Machine Learning is no longer the inaccessible domain it used to be. There are over 100,000 Python libraries you can download in one line of code!

This course will introduce you to tools with which you can build predictive models with Python, the core of a Data Scientist's toolkit. Through some really interesting examples, the course will take you through a variety of challenges: predicting the value of a house in Boston, the batting average of a baseball player, their survival chances had they been on the Titanic, or any other number of other interesting problems.

Once you master the content of the course, you can level-up your knowledge of the Python Data Analytics and Machine Learning stack by exploring these recommended libraries.
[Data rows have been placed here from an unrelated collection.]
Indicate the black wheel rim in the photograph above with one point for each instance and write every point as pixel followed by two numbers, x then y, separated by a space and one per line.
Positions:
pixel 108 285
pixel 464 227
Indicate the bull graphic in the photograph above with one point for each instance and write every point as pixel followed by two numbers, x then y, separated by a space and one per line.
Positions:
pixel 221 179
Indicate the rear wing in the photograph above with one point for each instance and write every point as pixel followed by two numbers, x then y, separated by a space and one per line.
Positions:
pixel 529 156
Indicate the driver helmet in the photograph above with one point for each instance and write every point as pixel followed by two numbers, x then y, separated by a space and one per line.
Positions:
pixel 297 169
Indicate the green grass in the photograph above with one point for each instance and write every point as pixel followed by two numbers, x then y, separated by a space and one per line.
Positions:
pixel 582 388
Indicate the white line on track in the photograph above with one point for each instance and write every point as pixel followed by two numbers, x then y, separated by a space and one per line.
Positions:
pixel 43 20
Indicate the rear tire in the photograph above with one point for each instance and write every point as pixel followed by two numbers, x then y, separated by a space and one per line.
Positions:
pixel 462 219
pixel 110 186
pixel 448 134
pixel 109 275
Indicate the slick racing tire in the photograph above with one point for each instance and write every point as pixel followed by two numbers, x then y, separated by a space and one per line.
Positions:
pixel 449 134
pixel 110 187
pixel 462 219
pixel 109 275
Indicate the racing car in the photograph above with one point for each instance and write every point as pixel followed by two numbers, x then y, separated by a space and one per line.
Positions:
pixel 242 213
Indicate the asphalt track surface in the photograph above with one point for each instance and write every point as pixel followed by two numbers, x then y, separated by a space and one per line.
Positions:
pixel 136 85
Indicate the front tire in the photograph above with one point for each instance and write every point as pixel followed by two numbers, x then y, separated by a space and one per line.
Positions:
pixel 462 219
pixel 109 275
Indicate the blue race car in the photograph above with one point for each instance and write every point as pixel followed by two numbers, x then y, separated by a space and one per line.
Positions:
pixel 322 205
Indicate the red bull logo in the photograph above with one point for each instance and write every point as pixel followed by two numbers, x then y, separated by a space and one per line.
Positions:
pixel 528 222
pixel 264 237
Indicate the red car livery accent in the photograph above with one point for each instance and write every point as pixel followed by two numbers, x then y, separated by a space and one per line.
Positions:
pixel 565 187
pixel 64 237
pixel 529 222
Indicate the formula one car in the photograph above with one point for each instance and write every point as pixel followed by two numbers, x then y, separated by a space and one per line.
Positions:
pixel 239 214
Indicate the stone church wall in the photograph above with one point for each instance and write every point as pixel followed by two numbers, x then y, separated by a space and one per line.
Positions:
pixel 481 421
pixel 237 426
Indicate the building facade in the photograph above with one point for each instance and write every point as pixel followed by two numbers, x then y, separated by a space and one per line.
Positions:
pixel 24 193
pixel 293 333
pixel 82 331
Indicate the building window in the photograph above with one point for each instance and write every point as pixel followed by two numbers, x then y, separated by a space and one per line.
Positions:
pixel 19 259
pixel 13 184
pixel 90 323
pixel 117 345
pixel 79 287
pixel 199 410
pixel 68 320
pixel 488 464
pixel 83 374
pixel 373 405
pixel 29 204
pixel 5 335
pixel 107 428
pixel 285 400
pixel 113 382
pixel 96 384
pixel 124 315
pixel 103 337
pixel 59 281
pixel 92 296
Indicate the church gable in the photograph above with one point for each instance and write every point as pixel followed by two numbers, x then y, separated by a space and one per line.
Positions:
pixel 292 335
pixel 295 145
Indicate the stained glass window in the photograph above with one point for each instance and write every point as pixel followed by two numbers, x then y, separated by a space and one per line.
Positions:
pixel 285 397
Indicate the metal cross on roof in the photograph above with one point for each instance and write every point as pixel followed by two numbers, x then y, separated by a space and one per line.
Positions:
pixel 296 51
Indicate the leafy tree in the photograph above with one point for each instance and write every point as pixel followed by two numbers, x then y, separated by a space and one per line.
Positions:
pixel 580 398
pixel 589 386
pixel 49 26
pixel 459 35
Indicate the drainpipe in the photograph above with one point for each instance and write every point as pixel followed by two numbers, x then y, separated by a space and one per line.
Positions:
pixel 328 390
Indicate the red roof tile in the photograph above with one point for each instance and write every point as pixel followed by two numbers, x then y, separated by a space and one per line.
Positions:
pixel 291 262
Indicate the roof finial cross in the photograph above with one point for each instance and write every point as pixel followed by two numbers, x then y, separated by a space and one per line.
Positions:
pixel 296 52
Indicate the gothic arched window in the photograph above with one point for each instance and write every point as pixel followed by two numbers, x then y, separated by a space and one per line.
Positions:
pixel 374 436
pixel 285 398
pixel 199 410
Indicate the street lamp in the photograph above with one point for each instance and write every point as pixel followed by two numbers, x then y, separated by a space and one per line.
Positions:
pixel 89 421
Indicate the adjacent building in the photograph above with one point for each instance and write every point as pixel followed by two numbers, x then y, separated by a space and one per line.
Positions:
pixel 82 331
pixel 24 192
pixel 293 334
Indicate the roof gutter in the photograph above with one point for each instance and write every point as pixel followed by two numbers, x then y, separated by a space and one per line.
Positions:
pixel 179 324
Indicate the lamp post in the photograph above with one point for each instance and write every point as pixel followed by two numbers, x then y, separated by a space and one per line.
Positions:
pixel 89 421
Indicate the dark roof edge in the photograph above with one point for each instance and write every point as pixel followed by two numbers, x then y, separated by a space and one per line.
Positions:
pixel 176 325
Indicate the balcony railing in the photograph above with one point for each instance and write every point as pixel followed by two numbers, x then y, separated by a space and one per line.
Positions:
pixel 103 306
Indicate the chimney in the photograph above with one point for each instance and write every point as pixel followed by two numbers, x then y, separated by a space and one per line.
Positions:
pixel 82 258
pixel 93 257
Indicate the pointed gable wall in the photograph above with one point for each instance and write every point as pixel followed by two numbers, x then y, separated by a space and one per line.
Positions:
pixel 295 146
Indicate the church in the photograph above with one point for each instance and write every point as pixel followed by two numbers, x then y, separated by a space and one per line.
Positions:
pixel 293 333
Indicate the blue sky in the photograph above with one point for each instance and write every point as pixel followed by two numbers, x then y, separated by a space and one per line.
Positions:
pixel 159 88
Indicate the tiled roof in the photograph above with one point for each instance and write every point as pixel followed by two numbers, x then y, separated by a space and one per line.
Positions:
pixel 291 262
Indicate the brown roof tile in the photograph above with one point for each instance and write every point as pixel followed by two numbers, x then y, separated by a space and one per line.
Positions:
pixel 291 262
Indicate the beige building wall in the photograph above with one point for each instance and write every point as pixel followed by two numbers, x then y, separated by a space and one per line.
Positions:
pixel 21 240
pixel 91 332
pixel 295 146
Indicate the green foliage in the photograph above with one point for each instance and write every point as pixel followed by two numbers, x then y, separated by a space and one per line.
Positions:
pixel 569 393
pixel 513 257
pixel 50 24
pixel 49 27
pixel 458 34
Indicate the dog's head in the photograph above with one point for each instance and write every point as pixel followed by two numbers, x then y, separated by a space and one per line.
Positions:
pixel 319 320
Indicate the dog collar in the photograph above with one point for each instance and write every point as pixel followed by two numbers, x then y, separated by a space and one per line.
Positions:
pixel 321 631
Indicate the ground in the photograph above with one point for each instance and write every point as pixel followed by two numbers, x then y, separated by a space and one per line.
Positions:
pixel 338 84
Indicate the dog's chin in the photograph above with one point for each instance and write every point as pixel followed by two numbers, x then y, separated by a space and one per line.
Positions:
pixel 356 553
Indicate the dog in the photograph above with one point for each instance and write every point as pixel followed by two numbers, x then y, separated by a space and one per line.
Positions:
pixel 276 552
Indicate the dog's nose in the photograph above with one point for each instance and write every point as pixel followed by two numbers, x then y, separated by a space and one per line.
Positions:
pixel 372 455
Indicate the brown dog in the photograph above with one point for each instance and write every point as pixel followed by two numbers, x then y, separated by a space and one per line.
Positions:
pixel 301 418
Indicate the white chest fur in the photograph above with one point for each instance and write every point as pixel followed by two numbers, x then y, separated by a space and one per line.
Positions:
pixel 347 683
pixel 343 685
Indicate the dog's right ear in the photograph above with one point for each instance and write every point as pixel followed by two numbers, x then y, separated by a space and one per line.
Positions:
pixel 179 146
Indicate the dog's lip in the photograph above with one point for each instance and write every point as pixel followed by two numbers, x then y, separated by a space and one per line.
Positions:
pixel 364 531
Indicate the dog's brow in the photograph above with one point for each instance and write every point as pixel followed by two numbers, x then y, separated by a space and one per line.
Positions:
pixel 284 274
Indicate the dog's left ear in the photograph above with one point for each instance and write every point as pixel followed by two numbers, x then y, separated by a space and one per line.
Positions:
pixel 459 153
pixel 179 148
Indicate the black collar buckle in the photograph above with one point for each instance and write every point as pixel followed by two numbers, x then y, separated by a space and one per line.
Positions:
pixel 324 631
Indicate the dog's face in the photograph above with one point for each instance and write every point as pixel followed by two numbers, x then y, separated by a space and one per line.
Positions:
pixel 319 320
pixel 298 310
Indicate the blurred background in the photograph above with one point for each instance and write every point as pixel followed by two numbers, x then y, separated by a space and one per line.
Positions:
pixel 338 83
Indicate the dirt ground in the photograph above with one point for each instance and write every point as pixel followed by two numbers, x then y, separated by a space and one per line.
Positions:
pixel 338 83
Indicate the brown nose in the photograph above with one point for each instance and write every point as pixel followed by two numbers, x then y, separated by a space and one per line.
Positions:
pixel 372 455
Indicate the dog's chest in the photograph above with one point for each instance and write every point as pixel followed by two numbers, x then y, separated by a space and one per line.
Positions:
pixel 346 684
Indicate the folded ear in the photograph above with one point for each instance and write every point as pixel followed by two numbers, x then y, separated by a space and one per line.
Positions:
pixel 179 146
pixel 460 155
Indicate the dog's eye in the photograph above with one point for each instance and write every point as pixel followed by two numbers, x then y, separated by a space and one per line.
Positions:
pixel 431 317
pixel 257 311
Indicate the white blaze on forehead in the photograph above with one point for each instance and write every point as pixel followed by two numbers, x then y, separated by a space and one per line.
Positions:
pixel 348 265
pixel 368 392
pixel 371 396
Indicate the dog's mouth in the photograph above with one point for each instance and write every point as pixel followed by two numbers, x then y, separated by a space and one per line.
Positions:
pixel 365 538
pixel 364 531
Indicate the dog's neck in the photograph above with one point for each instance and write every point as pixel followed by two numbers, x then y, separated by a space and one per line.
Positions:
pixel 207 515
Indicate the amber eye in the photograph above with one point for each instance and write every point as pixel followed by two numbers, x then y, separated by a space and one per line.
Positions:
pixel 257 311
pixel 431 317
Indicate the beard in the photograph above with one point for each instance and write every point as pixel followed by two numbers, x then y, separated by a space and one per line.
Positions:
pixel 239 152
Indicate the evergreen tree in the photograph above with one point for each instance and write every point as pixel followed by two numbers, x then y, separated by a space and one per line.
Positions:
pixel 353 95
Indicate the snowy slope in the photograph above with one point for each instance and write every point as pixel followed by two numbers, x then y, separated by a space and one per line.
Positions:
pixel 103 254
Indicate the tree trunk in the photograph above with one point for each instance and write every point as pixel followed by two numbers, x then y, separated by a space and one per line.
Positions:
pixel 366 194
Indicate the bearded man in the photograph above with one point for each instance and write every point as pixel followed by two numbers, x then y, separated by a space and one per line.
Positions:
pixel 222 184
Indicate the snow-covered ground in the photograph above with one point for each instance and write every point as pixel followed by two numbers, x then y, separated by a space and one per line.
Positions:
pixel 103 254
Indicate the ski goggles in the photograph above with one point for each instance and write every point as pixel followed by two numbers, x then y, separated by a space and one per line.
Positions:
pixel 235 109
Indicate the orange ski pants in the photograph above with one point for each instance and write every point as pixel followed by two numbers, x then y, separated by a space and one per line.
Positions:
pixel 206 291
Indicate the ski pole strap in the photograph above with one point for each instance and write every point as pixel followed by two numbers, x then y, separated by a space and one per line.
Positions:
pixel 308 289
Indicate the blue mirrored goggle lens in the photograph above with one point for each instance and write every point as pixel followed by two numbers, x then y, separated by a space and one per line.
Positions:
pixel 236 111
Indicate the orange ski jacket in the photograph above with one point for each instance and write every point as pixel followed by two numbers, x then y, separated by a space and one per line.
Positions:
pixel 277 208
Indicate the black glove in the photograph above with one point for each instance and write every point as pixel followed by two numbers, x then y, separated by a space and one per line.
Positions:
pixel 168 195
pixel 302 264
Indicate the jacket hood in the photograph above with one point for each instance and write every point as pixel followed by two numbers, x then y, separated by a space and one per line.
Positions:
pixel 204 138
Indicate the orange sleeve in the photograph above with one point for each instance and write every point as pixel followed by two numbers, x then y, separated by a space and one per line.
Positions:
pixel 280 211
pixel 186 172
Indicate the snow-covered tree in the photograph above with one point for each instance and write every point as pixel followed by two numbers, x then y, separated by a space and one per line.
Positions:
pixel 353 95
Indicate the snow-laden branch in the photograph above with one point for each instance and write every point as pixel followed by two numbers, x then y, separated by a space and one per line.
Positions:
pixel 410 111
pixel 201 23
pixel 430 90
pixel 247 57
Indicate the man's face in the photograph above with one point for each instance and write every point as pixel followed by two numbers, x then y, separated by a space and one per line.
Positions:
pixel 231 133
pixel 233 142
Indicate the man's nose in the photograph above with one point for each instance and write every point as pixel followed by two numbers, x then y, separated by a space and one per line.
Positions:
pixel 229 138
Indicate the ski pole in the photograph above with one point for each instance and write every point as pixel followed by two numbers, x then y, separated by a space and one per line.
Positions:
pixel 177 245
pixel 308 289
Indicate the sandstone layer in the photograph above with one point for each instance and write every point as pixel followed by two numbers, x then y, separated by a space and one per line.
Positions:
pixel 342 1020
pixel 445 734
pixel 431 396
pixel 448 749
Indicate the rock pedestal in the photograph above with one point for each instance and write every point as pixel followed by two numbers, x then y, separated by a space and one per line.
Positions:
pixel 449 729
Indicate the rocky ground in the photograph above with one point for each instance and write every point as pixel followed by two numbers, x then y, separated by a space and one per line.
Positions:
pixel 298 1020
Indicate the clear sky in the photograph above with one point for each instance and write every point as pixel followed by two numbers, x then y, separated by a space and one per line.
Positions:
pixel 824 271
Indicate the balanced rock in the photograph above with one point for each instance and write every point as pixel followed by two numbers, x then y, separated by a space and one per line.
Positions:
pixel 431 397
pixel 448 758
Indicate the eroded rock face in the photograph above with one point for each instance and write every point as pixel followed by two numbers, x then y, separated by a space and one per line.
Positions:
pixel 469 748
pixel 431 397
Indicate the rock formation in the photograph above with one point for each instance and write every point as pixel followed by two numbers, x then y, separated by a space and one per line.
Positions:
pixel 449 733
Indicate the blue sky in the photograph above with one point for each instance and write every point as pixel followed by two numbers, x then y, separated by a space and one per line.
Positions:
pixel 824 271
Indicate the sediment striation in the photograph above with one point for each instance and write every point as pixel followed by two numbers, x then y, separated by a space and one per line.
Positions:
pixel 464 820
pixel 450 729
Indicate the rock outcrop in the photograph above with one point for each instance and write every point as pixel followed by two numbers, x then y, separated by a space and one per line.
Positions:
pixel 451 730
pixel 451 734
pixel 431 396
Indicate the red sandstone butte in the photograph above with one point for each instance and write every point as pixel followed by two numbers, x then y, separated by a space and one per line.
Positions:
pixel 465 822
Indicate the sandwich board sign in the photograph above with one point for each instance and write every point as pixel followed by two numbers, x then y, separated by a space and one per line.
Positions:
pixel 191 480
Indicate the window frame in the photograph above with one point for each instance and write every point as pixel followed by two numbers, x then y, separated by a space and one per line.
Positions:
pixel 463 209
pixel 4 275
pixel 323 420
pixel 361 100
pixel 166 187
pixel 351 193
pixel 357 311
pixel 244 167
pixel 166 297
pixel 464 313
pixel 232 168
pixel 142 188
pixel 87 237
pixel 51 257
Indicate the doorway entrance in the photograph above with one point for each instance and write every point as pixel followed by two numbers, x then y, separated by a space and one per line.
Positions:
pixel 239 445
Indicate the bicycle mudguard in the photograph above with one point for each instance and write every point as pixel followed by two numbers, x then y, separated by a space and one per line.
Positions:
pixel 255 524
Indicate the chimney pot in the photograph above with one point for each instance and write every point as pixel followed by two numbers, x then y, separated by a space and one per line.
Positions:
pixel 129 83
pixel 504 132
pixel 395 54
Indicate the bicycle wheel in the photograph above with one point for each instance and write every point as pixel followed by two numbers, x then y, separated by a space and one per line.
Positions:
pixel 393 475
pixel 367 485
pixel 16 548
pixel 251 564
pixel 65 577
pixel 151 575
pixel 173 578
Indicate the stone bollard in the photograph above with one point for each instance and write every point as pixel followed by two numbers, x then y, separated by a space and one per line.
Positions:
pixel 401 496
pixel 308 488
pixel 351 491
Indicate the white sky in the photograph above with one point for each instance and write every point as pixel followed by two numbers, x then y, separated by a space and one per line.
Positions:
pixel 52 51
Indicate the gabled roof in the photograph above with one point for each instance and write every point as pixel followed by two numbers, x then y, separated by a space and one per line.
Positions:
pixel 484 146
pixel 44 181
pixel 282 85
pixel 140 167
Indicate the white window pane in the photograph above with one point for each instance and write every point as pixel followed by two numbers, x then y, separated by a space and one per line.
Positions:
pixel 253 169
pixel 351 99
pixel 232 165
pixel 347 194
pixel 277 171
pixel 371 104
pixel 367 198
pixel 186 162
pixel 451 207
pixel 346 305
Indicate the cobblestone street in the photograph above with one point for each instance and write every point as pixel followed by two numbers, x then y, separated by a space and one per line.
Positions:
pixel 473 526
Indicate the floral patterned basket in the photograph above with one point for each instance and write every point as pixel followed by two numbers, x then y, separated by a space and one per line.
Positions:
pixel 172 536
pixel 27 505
This course will guide you through the tools in the Python ecosystem that Data Scientists use to get results in a matter of hours - and with practice - in a matter of minutes. The best way to learn is through examples, and this course will guide you through all the steps needed to train and test your models by tackling several classifications and regression challenges.

By the end of the course, you will be able to take the Python Machine Learning toolkit we cover and apply it to your own projects to deploy models in just a few lines of code.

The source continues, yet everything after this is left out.